National Severe Storms Laboratory

OK-4 (Norman)

Experts at the NOAA Research National Severe Storms Laboratory (NSSL) advance the nation's observational severe weather capability, work to explain the observations with sound scientific theoretical and mathematical principles, and simulate the observed severe weather using numerical models initialized with high-resolution data. NSSL is striving to solve the tornado dynamics problem (how tornadoes form and dissipate) using models (both theoretical and numerical) initialized using data from mobile radar, mobile observation stations, polarized radar, and phased array radar. NSSL leads and participates in focused field programs with national participation from universities, other government organizations and the National Center for Atmospheric Research to address these types of issues that have direct impact upon NOAA’s National Weather Service’s ability to provide severe weather forecasting and warning services to the public. NSSL is also developing radar-centric, hydrometerological approaches to improve quantitative precipitation estimation in collaboration with the National Weather Service's Radar Operations Center in support of flash flood forecasts and warnings and hydrometeorological services.

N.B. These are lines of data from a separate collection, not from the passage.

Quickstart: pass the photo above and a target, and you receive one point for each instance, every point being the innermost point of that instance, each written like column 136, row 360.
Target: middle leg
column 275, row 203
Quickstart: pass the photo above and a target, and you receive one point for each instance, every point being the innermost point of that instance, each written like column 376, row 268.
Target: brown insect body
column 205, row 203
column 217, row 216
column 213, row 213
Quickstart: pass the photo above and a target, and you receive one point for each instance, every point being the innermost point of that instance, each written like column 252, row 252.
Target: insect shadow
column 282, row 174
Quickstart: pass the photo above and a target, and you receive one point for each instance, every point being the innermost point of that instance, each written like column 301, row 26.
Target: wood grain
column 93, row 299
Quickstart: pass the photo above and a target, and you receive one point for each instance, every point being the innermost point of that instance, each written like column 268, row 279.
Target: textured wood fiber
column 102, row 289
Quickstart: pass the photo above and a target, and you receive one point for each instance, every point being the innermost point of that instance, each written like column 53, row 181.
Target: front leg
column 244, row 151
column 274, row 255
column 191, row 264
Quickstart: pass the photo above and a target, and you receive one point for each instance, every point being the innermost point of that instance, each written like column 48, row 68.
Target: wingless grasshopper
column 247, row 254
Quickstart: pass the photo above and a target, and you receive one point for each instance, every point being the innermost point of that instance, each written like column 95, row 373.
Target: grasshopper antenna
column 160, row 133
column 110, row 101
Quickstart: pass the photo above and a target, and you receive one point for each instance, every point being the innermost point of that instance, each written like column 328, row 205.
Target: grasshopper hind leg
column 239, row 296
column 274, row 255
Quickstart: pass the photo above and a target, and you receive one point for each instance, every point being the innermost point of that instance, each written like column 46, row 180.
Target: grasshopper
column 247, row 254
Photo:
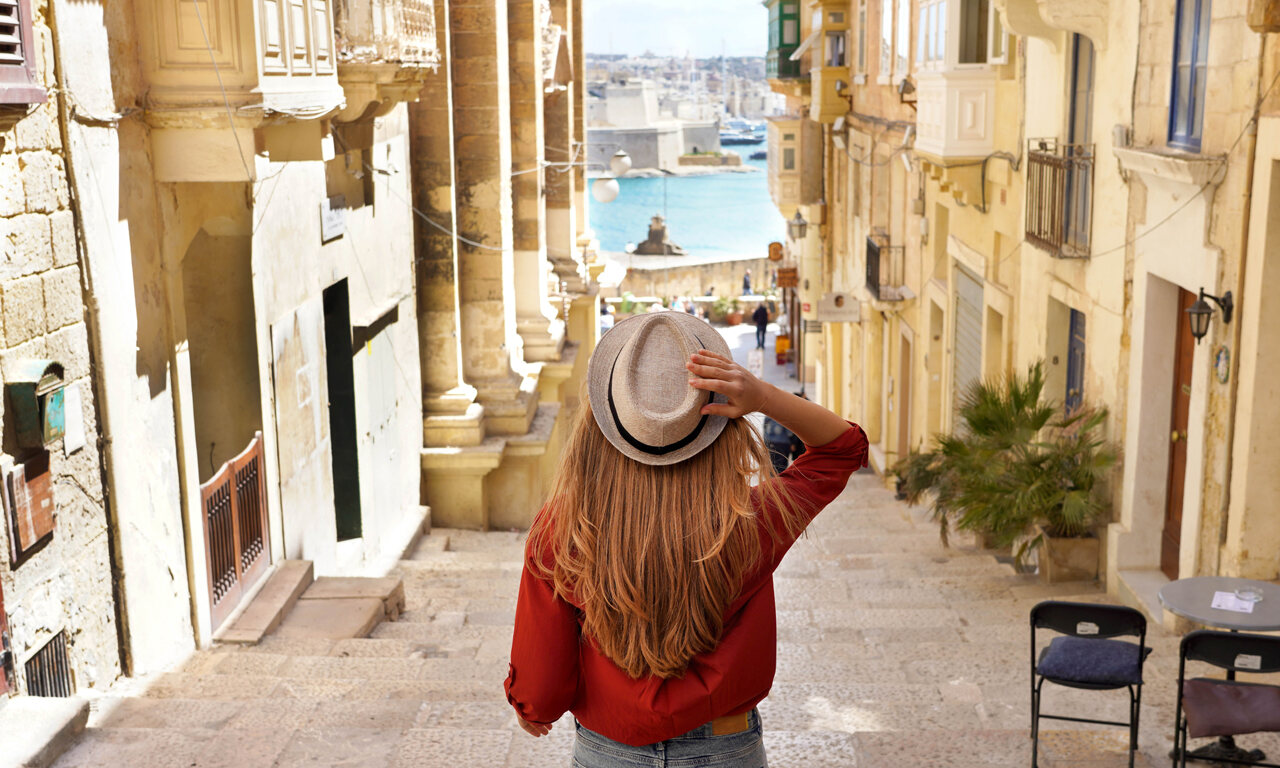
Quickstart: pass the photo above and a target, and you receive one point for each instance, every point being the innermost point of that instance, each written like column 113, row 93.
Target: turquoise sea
column 726, row 214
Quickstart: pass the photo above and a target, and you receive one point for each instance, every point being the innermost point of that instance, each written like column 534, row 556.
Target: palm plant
column 1014, row 464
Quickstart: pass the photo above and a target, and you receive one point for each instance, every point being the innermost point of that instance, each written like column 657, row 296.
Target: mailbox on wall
column 35, row 391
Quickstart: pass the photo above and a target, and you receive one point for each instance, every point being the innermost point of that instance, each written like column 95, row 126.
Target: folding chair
column 1084, row 656
column 1226, row 708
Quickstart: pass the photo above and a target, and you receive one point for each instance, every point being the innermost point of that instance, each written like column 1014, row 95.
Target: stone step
column 35, row 731
column 273, row 602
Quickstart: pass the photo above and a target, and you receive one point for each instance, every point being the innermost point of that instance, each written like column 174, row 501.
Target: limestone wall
column 64, row 584
column 725, row 277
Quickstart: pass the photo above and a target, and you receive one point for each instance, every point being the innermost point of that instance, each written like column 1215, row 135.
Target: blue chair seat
column 1092, row 662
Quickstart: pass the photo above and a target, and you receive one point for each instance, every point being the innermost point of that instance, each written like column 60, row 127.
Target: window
column 932, row 36
column 1191, row 53
column 997, row 40
column 836, row 49
column 903, row 40
column 974, row 24
column 886, row 37
column 862, row 36
column 18, row 82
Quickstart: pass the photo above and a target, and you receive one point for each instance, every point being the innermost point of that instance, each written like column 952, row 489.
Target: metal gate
column 968, row 339
column 237, row 543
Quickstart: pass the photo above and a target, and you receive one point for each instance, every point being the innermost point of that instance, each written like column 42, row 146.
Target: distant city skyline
column 676, row 27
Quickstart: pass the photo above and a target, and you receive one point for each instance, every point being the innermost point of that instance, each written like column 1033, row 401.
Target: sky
column 675, row 27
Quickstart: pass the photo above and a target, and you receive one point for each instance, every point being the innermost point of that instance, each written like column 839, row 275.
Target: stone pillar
column 535, row 318
column 492, row 348
column 449, row 414
column 562, row 231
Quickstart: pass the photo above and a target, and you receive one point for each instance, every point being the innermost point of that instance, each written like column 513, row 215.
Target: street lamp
column 1201, row 312
column 796, row 227
column 607, row 188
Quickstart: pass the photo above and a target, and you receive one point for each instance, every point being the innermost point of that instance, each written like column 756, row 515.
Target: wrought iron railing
column 237, row 543
column 1060, row 197
column 885, row 264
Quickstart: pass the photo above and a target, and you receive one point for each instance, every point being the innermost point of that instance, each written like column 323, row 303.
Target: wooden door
column 1170, row 540
column 904, row 400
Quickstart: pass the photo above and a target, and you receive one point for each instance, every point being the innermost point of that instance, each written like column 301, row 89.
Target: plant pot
column 1068, row 560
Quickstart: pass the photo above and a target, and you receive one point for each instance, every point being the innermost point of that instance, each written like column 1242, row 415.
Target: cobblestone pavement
column 892, row 652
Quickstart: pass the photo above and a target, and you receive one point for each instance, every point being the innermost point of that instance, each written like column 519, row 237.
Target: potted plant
column 1019, row 472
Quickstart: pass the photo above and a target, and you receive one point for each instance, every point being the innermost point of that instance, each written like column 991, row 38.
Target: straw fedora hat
column 639, row 388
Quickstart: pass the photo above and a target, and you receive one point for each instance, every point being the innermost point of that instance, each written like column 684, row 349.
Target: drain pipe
column 92, row 324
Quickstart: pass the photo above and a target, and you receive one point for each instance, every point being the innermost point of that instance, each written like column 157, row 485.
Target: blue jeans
column 695, row 748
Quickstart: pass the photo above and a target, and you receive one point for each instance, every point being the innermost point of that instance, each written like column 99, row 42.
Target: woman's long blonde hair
column 654, row 554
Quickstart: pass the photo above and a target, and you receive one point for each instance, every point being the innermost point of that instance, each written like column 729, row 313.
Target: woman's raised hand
column 716, row 373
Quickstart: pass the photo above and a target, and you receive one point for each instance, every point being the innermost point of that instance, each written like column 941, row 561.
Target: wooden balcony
column 885, row 269
column 795, row 163
column 1059, row 197
column 227, row 80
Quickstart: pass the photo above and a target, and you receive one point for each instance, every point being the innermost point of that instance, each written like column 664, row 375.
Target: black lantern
column 796, row 227
column 1200, row 312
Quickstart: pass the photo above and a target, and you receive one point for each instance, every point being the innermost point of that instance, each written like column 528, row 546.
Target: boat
column 730, row 138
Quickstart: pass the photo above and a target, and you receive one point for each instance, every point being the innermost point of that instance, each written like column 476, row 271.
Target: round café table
column 1193, row 600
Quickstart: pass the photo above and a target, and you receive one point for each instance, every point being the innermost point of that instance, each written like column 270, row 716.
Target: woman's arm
column 808, row 420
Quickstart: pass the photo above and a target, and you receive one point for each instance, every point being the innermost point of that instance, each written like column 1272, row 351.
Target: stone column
column 562, row 231
column 492, row 348
column 449, row 414
column 579, row 91
column 535, row 318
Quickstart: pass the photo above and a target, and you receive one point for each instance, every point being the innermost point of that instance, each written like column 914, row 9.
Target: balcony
column 795, row 163
column 385, row 51
column 885, row 266
column 955, row 113
column 831, row 94
column 1059, row 197
column 778, row 64
column 269, row 63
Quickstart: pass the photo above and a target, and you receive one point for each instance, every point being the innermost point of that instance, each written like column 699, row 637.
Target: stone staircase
column 892, row 650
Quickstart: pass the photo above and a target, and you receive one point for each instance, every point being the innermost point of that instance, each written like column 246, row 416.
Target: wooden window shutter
column 31, row 506
column 18, row 81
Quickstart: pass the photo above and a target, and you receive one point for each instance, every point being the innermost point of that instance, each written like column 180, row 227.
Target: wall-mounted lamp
column 798, row 227
column 905, row 87
column 1200, row 312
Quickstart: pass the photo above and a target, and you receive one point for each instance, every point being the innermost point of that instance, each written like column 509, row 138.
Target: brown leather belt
column 731, row 723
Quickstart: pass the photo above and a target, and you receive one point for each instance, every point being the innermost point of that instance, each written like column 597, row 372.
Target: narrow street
column 892, row 652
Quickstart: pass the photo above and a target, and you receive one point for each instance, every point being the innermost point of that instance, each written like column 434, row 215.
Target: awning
column 808, row 44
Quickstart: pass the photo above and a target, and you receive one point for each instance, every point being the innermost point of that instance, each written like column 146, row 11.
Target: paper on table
column 1229, row 602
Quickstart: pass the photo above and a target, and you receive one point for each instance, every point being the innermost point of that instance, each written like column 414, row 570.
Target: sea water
column 723, row 214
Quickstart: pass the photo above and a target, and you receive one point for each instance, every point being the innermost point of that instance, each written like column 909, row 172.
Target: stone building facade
column 1015, row 181
column 298, row 288
column 55, row 581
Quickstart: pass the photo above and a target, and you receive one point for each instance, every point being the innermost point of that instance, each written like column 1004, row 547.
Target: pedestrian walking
column 645, row 602
column 760, row 316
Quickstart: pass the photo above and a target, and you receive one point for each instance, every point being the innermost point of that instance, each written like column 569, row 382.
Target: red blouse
column 554, row 670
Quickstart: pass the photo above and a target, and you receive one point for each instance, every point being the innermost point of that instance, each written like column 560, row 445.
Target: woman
column 647, row 599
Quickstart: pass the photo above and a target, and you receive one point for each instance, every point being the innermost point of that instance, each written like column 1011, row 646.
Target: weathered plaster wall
column 292, row 269
column 65, row 584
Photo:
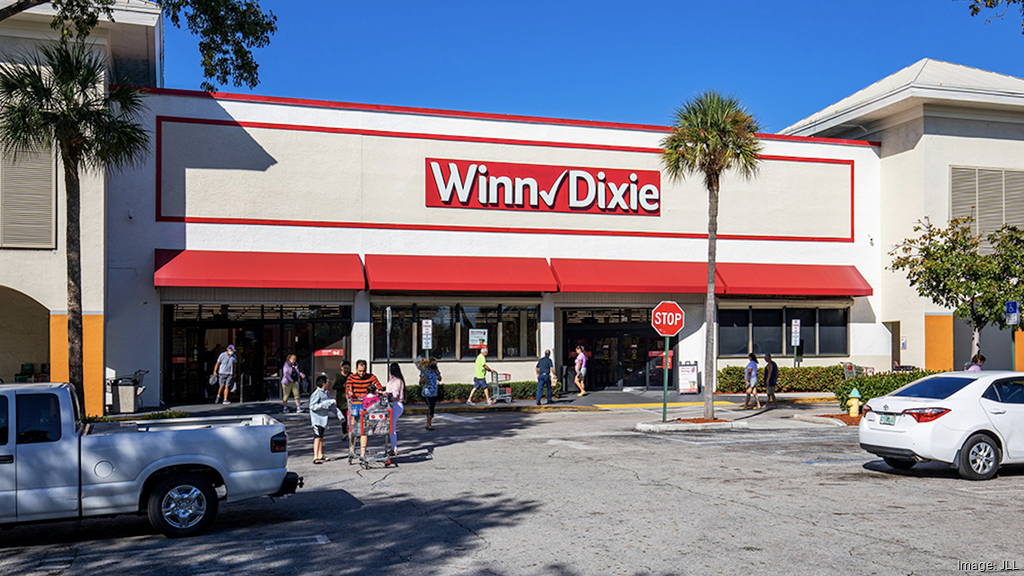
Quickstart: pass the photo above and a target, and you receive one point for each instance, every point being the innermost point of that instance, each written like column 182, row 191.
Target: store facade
column 290, row 227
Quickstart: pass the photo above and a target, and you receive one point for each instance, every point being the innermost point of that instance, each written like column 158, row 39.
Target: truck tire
column 182, row 505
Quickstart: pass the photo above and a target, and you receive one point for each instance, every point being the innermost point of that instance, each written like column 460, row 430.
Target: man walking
column 224, row 370
column 480, row 376
column 581, row 366
column 771, row 378
column 545, row 376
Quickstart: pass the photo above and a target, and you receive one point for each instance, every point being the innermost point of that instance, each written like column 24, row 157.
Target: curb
column 662, row 427
column 819, row 420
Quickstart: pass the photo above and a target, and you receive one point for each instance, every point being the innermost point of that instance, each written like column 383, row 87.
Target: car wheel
column 900, row 464
column 979, row 458
column 182, row 505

General website: www.nssl.noaa.gov


National Severe Storms Laboratory
Phased Array Radar

OK-4 (Norman)

Phased array radar technology may help forecasters of the future provide earlier warnings for tornadoes and other types of severe and hazardous weather. Researchers at the National Severe Storms Laboratory (NSSL) are working with federal, private, state and academic partners to adapt the SPY-1 radar technology for use in weather detection. The SPY-1 radar technology was developed by Lockheed Martin to support tactical operations aboard Navy ships. The project - from research and development to technology transfer and deployment throughout the U.S. - is expected to take 10 to 15 years.